Pela primeira vez, é possível sentir-se imerso no universo Pokémon sem precisar forçar a barra com o poder da imaginação. Todas as construções têm interiores que condizem em escala com o exterior, por exemplo. Os habitantes do vilarejo têm nomes e casas, assim como personalidades e diálogos que mudam com o curso da história. Quando mais pessoas se juntam ao assentamento, novas casas são erguidas.

Mas a imersão é melhor sentida no mundo aberto, onde Pokémon selvagens podem atacar o protagonista diretamente caso ele não tire um de seus próprios monstrinhos da Pokébola.
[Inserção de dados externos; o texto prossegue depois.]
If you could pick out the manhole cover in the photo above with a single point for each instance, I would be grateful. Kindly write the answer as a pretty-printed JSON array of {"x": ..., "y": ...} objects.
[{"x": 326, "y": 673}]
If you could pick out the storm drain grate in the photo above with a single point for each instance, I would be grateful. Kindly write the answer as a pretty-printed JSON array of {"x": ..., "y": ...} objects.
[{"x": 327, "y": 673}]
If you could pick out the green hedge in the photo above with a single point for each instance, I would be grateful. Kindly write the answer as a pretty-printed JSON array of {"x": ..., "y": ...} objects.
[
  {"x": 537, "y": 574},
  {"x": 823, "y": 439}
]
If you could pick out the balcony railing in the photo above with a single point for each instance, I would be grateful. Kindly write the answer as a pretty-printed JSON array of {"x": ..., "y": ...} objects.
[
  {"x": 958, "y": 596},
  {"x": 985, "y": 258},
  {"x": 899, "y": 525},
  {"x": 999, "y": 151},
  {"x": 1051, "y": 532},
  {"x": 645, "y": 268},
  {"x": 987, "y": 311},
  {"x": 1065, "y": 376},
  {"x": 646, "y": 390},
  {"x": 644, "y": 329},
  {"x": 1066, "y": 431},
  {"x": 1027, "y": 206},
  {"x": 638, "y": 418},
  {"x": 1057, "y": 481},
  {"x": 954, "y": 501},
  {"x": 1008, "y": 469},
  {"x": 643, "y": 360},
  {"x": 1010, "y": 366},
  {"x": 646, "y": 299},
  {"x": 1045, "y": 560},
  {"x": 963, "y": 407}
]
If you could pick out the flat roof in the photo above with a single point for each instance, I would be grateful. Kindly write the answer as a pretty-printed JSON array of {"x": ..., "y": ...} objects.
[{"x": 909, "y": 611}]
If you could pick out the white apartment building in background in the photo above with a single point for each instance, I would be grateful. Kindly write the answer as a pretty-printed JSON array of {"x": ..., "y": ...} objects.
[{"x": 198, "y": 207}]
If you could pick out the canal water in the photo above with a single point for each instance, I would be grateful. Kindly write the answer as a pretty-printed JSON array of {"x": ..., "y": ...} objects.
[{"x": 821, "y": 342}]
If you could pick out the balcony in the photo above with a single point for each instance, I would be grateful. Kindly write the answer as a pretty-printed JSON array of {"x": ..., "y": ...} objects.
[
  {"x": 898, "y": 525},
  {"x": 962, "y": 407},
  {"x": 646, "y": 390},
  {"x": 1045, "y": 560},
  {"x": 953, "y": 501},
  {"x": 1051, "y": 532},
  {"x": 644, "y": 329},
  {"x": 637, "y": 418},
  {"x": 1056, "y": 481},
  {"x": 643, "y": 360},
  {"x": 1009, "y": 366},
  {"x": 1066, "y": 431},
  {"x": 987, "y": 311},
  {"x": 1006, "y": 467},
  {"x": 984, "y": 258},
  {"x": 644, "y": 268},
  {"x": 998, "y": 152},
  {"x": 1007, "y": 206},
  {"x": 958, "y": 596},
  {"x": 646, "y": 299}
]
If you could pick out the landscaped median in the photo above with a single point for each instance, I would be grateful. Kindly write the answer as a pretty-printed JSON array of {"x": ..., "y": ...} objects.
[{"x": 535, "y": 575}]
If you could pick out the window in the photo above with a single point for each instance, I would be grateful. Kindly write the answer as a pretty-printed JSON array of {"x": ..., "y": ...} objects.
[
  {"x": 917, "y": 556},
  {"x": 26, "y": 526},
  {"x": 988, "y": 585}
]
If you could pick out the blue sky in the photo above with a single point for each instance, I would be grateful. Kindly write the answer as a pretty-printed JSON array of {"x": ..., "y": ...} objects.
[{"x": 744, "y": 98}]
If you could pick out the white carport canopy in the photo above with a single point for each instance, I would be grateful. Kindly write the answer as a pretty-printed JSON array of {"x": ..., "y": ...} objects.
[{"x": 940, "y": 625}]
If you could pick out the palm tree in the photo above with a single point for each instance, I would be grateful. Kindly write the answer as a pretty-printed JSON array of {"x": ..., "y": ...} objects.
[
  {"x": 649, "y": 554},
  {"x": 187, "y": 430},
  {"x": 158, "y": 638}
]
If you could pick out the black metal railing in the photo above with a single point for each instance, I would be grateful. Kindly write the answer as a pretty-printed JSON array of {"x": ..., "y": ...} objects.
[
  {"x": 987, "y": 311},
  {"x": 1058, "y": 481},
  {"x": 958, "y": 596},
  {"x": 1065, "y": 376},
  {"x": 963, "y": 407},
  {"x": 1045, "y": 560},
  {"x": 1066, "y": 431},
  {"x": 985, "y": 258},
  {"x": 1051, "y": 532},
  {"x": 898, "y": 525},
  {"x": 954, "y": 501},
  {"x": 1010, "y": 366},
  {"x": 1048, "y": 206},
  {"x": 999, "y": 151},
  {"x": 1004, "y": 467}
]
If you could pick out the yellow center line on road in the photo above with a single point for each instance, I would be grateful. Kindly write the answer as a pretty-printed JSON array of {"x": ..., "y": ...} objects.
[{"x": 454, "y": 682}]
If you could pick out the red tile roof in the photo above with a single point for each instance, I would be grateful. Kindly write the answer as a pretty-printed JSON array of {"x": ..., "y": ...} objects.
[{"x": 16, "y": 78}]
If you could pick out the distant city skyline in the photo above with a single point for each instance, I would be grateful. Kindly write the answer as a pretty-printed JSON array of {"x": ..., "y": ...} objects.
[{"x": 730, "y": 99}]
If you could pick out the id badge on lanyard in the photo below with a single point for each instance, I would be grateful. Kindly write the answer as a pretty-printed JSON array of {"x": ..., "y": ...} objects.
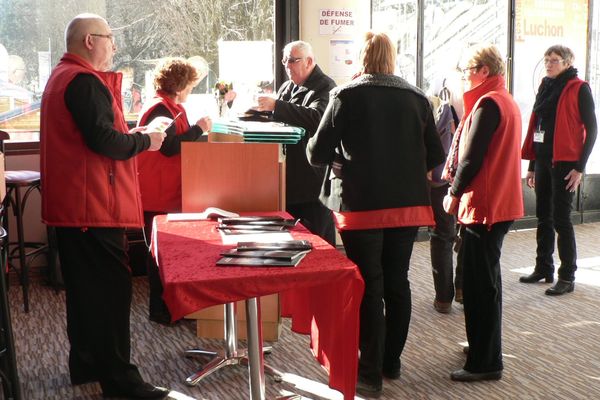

O herói consegue capturar monstrinhos esgueirando-se no mato alto e arremessando Pokébolas para pegá-los de surpresa, ou então após enfraquecê-los em combate. Também é possível subornar os Pokémon com comidas de sua preferência, ou então atordoá-los com bombas de fumaça e outros itens do tipo. E tudo isso acontece em tempo real, sem que o jogador seja transportado para uma ‘tela de batalha’ ou precise lidar com muitos menus.

Tal qual um Charmeleon que vira Charizard, a série Pokémon evoluiu de uma maneira irreversível em Legends: Arceus.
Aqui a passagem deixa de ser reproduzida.